Strictly a rumor, say the stadium folks.

“No, no, no,” says Teri Washington, spokesperson for DC Events, which controls the stadium and its grounds. “Not true.”

Washington was responding to an inquiry from Washington City Paper inspired by an anonymous tipster who spoke of the imminent demise of Maloof Cup Park, the 15,000-square-foot skaters haven in the stadium parking lot that was conceived as a memorial to the Maloof Money Cup skating tournament that was held at RFK over Labor Day.

The gimmick of the Maloof Money tour, founded by Joe and Gavin Maloof, owners of the Sacramento Kings and the Palms Casino Resort in Las Vegas, is that organizers leave huge skateparks behind in every city that hosts one of their events.

(Funny enough, while building skateparks around the country the Maloofs are begging somebody else to build their basketball team an arena in Sacramento, and threatening to move the Kings to Anaheim if the city doesn’t pony up $387 million for the new facility quick.)

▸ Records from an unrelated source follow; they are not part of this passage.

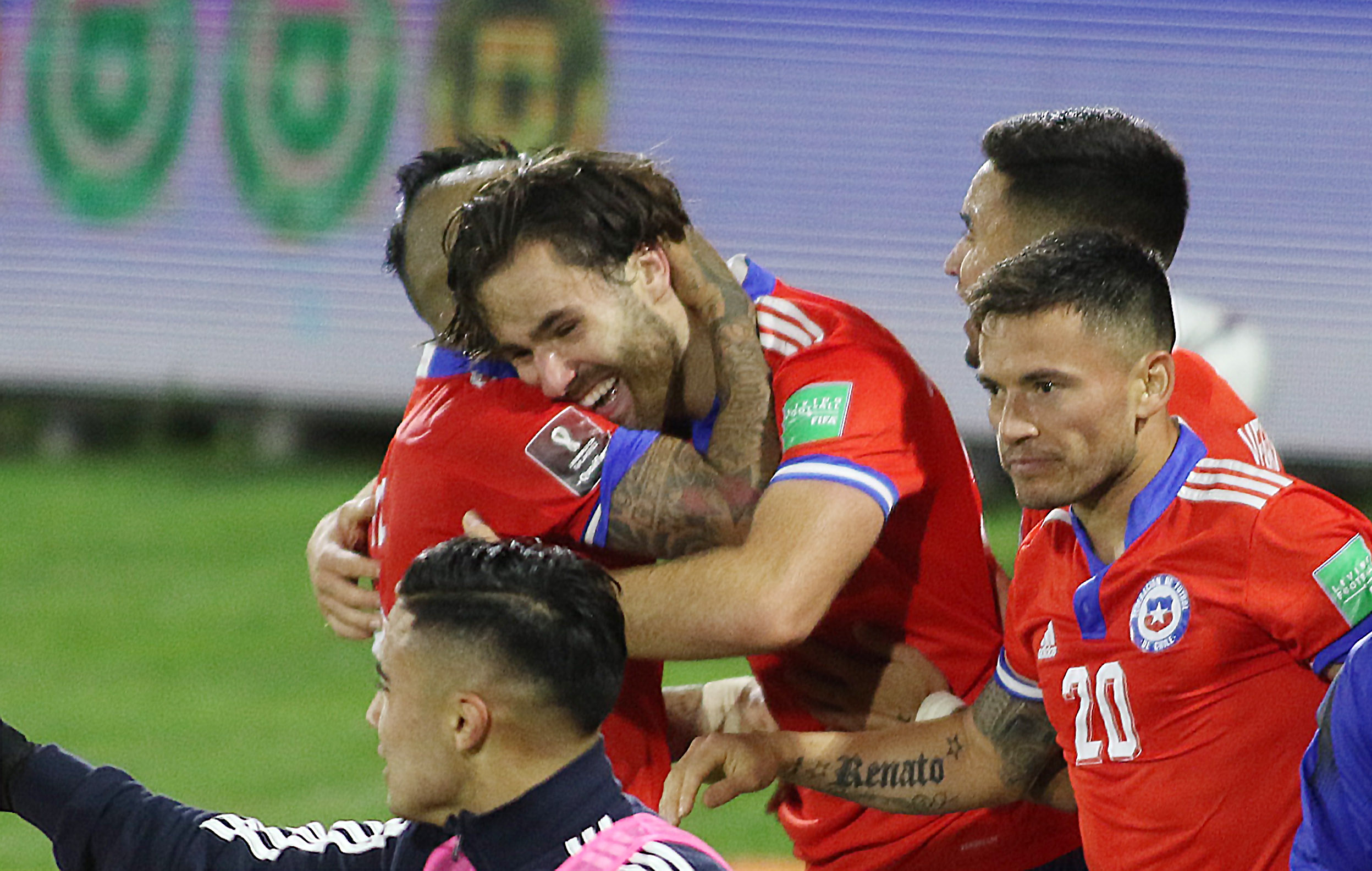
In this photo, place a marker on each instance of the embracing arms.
(1001, 749)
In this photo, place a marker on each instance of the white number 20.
(1112, 696)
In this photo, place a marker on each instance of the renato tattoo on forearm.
(744, 442)
(675, 503)
(917, 784)
(1021, 733)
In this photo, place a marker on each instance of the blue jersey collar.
(441, 362)
(1153, 500)
(758, 283)
(1143, 512)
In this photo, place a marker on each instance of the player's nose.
(555, 375)
(952, 264)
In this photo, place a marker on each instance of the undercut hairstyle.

Along with EventsDC, I contacted a source in the skating community who over the years has known everything about everything that happens on rubber wheels in the market, and known it before anybody else, and he tells me he hasn’t heard anything to indicate the new skatepark will disappear before skaters have even gotten to use it.

Washington says via email that “the skate park is being landscaped and then opening up to the public next month.” The official announcement of an opening date will be made “sometime soon,” she says.

If indeed the skatepark teardown tip is a hoax, we’re not the only ones chasing the goose: The stadium people say WTOP already called asking about the park’s deconstruction.